Konuşmasına belediyelerin merkezi idare ile birlikte ama ona rağmen var olduğunu vurgulayarak yerel yönetimlerle daha çok diyalog kurma önerisiyle başladı. LGBTİ hareketinin şimdilik 5 belediye ile imzaladığı LGBTİ Dostu Belediyecilik Protokolü ve Beşiktaş Belediyesi’nde seçilmiş bir temsilcisi olduğunu hatırlattı.
Şişli Belediyesi örneğinde kadınlar ve LGBTİ’ler için kaliteli sağlık hizmeti ihtiyacına cevap veren alternatif sağlık hizmetleri başladığını söyledi. Kurtuluş Polikliniği’nde haftanın belli günlerinde LGBTİ dostu ücretsiz jinekoloji hizmetinin başladığını ayrıca yetişkinlere ve çocuklara yönelik cinsel sağlık atölyeleri gerçekleştirmeye başladıklarını anlattı. Bu tür ayrıcalıklı sağlık hizmetin gerekliliğini ifade ederken belediyelere ‘jinekolojik şiddet’i de anlattıklarını belirtti. Bu tür çalışmaların başka belediyelere de yaygınlaşması konusunu desteklediğini ama herşeyin itici güçle, taleple değişebildiğini vurguladı. Konuşmasını şu sözlerle tamamladı:
“Siz ne yapabilirsiniz? Belediyeler Kanunu’nun 13. Maddesi olan Hemşehrilik maddesiyle belediyelerin kapısına dayanın, tweetler atın, soru sorun, bilgi alma hakkını kullanın… Çok çeşitlendirilebilir. Toplumcu belediyeciliğin yaygınlaşması belediyeler için bu alanlarda etkinliği arttırma ihtiyacını beraberinde getirdi. Belediyeler bu alanda taleplere duyarlı, müdahaleye açık olabiliyor. Siz kapıya dayanırsanız, bizim için de kolay olacak, biz içeriden siz dışarıdan bastıracağız. 8 Mart’ta da söylediğimiz gibi: Çünkü birlikte daha güçlüyüz.”
Yaşlanma ve cinselliğin tıbbileşmesi
Maral Erol, “Türkiye’de Orta Yaş ve Sonrası Cinsiyet Rolleri ve Cinsellik” başlıklı konuşmasında toplumsal cinsiyetin yaşlanma ve cinsellik üzerindeki etkilerinden bahsetti.

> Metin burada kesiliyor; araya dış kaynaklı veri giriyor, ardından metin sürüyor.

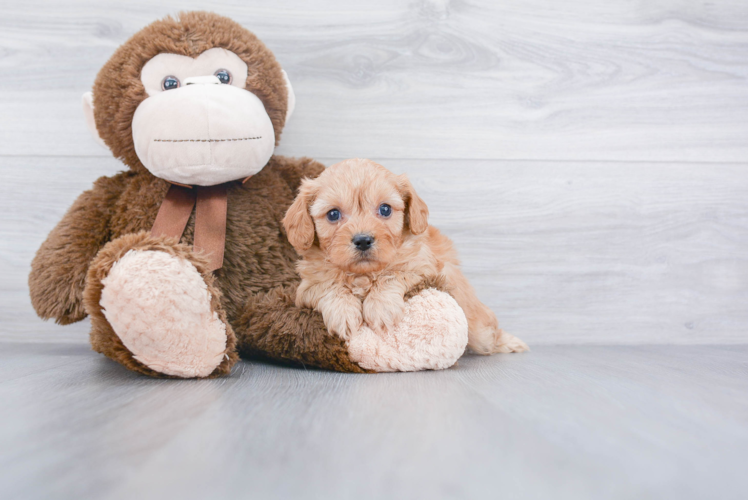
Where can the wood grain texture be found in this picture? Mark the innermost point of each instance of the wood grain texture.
(589, 252)
(663, 80)
(584, 422)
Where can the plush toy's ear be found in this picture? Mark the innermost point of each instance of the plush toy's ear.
(416, 211)
(90, 121)
(291, 97)
(298, 222)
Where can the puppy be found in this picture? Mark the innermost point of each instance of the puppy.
(365, 241)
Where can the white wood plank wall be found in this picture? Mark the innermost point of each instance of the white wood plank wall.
(588, 158)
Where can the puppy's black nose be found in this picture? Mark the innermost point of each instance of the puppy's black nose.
(363, 241)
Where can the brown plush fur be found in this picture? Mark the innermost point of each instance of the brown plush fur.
(251, 292)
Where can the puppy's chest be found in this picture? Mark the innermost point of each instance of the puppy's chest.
(359, 285)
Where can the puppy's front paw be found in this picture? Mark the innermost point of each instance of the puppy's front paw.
(506, 342)
(342, 315)
(383, 310)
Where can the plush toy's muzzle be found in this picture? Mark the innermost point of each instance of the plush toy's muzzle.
(203, 133)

Ağırlıklı olarak yaşlanmanın ve cinselliğin tıbbileştirilmesini konu eden Erol, menopoz ve andropoz sonrası cinselliğin, özellikle popüler kültürde, nasıl kurulduğunu da anlattı.
19. yüzyılda yaşlılıkla cinsiyetsizleşme ilişkilendirilirken, 20. yüzyıl itibariyle yaşlılığın yeniden cinsiyetlendirilmesini (resexing) menopoz sonrası hormon tedavisi ve viagra gibi cinselliğin devamlılığını destekleyen bir tıbbileşme süreciyle birlikte ele almak gerektiğini söyledi. İlk bakışta insanların ihtiyacına cevap veriyor görünmesine karşın bunun kişiler, özellikle kadınlar için bir ihtiyaçtan göreve dönüşebildiğini vurguladı. Yaşlılıkta cinselliğin tıbbileşmesinde de cinsel olarak aktif kalmanın kadının görevi gibi görülmesinin etkisi olabileceğini ifade etti.
Menopoz sonrası sıcak basması, vajinal kuruluk gibi semptomlar ya da andropoz dönemine ilişkin birbirinden farklı tıbbi açıklamalarla karşılaştığını söyledi. Menopoz semptomlarla ilgili yönelimin genellikle hormon tedavisi olduğunu ifade etti. Görüşmelerinden örneklerle kadınların hormon tedavisine yönelmelerinin ‘aile huzurunu ve birliğini koruma’ kaygısıyla ilişkili olduğunu aktardı.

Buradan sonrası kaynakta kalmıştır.